SATURNINE, SaturninE

Saturnine

Le SaturninE si presentano al pubblico con un cd-demo che ha a tutti gli effetti lo stesso valore di un debutto autoprodotto, ben sette brani racchiusi in un digipack minimale eppure di sicuro impatto, grazie a un artwork che fotografa perfettamente il mood e la carica evocativa della musica contenuta. Le cinque ragazze pescano dall’immaginario della donna/strega di medievale memoria, nemesi del ruolo in cui la società maschile vorrebbe da sempre relegarla, e si tuffano a bomba nella palude del doom più lercio e slabbrato, ai confini tra lo sludge e il black primordiale, cui la cover dei Bathory tributa onore, oltre a mettere in evidenza una linea di sangue diretta. Il suono è urticante, caustico, figlio di un sentire schietto e restio a sofisticazioni di sorta, in poche parole perfetto nel veicolare in tutta la sua ostilità la furia iconoclasta delle SaturninE. Quello contenuto nell’esordio della formazione trans-regionale è qualcosa di più di un semplice atto di insofferenza alle regole, è  un piano ben congegnato per dare massimo rilievo a ogni singolo spasmo di dolore e a ogni singolo squarcio che si apre nella carne della vittima sacrificale. Del resto, l’intero lavoro è permeato e percorso da una forte componente rituale/iniziatica, una caratteristica che richiama la maestosità blasfema degli Hellhammer in una sorta di marcia trionfale per divinità legate al lato oscuro della natura. “Orgy Of Blood” rappresenta uno degli apici del lavoro, con un’apertura spiazzante che strizza l’occhio al primissimo dark-sound ottantiano e a nomi oggi di assoluto culto, proprio come accade per l’assolo di chitarra che chiude il brano e dona allo stile della band un che di straniante, altro da sé.
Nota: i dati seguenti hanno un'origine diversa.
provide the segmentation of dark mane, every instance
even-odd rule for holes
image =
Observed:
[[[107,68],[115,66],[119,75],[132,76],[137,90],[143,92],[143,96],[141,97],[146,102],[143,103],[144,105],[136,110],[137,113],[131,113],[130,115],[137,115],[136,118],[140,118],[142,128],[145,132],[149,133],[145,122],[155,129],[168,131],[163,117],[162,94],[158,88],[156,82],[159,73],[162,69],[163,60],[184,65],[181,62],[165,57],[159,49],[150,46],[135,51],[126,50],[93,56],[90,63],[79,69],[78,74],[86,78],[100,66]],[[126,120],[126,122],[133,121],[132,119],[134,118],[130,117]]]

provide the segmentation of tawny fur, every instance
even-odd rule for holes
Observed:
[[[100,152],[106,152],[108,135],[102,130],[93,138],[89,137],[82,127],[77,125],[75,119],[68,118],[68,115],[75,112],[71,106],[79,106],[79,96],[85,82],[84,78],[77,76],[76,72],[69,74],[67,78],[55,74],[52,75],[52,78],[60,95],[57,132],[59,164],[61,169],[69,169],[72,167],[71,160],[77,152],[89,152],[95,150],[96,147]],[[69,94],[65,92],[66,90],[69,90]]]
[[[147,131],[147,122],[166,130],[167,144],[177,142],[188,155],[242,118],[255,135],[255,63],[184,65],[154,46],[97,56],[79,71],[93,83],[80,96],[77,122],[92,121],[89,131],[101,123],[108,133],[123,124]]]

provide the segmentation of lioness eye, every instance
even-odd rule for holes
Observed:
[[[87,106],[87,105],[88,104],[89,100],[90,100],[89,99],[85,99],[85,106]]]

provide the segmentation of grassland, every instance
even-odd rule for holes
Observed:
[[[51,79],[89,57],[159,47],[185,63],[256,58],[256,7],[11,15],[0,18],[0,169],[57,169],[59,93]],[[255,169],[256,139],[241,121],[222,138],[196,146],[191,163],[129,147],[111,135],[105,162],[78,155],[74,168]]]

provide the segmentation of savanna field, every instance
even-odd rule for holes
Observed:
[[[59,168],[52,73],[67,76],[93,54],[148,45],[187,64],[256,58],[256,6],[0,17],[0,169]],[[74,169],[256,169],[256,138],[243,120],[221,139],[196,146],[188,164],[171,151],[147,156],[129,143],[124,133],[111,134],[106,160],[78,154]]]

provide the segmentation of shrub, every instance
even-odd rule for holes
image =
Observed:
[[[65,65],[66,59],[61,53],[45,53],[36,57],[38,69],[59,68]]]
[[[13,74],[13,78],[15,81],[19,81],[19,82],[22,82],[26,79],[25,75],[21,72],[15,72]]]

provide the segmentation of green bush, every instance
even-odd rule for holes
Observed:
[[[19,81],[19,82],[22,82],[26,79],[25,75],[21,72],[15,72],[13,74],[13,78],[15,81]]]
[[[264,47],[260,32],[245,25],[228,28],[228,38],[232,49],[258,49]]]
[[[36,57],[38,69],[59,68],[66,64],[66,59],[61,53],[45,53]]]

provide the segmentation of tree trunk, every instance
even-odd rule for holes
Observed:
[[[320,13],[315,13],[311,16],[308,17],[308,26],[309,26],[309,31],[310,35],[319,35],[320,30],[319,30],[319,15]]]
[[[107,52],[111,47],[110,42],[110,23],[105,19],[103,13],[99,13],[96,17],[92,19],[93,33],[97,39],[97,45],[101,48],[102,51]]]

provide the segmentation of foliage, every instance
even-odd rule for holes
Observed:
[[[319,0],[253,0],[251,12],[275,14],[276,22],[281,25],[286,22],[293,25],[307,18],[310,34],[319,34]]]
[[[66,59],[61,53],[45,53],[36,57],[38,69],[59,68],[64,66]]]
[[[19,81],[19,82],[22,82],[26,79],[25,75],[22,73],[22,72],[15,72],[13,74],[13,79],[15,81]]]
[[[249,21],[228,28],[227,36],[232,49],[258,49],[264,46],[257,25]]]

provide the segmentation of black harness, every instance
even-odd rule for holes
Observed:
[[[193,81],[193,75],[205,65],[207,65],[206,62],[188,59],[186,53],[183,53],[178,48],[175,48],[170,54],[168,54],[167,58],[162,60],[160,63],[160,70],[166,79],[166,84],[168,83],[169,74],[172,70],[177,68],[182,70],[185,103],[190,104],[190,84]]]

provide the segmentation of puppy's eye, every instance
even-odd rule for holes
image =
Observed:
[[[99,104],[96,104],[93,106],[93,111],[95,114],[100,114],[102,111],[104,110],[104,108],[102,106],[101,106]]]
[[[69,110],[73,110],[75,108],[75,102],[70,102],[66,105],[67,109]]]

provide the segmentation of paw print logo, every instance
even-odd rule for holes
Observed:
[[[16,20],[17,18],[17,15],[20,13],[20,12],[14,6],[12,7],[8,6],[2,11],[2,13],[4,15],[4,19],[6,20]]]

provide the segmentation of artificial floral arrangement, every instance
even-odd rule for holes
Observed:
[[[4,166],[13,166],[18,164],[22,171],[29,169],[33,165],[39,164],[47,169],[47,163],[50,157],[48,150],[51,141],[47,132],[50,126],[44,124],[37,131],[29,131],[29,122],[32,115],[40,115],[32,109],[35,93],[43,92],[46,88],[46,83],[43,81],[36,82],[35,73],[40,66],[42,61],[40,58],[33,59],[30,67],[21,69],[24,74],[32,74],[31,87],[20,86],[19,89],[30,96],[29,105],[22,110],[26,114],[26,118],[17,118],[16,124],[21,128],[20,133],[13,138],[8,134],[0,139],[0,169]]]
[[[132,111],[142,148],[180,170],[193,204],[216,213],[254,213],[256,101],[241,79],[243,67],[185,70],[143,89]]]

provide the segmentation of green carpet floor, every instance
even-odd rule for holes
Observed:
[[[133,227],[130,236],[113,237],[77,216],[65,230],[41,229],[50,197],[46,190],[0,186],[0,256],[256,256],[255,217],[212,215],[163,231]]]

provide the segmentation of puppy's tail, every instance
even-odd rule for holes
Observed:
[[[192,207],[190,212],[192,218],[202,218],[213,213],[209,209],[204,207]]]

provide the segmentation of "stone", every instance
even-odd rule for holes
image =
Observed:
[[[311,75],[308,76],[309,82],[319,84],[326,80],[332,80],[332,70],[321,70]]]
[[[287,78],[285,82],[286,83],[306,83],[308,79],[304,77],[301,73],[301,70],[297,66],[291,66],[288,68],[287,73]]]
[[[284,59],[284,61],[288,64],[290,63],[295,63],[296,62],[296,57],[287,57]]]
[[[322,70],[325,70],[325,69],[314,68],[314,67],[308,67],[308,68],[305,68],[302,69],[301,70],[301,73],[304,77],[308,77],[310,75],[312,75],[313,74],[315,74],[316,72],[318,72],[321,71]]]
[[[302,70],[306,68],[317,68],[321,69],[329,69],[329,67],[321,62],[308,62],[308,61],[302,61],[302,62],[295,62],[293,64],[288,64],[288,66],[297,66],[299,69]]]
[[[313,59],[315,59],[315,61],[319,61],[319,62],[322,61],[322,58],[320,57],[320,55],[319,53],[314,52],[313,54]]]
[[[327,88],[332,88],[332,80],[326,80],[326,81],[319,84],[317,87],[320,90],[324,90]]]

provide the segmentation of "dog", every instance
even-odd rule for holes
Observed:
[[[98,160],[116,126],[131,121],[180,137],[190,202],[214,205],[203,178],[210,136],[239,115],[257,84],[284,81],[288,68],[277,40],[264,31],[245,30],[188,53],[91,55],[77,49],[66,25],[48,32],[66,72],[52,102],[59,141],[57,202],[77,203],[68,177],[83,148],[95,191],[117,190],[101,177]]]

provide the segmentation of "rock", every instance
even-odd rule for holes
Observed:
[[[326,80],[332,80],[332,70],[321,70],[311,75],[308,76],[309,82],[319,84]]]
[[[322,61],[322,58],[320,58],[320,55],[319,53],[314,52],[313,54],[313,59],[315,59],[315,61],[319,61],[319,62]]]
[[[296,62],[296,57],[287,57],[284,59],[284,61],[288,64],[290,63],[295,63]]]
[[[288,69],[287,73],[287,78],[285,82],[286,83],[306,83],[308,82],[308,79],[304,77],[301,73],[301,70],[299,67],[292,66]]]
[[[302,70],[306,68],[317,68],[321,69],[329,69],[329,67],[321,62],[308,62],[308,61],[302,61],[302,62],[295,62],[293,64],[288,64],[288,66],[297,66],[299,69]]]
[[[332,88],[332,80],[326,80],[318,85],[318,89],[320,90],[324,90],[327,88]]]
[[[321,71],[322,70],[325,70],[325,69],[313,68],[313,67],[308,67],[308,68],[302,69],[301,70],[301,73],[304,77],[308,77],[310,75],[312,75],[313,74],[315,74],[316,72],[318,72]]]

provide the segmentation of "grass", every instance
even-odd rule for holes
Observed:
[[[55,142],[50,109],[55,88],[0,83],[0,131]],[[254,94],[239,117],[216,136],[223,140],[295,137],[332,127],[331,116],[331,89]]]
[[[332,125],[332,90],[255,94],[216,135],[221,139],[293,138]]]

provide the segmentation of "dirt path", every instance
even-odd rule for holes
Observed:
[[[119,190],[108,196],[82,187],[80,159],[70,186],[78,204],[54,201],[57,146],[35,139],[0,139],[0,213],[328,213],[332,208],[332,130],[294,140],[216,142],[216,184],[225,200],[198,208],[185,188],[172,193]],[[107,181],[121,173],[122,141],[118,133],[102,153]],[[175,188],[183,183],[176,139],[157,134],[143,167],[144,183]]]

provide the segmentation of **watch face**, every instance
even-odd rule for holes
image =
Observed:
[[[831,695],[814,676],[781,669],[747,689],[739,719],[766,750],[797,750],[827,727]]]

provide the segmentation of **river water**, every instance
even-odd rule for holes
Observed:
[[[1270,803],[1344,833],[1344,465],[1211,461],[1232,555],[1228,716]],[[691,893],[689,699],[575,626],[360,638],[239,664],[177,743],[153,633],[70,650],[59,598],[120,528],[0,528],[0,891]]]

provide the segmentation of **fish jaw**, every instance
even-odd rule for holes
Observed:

È proprio l’alternarsi di violenza e pathos (o meglio, furia selvaggia e sacralità pagana) che offre alle SaturninE la chance di imporre la propria personalità ancora tutta da esplorare, ma fin d’ora capace di rendere questo debutto una vera ghiottoneria per buongustai in cerca di emozioni forti. Quando la musica arriva allo stomaco, le parole contano poco, meglio lasciare che a giudicare siano le proprie orecchie.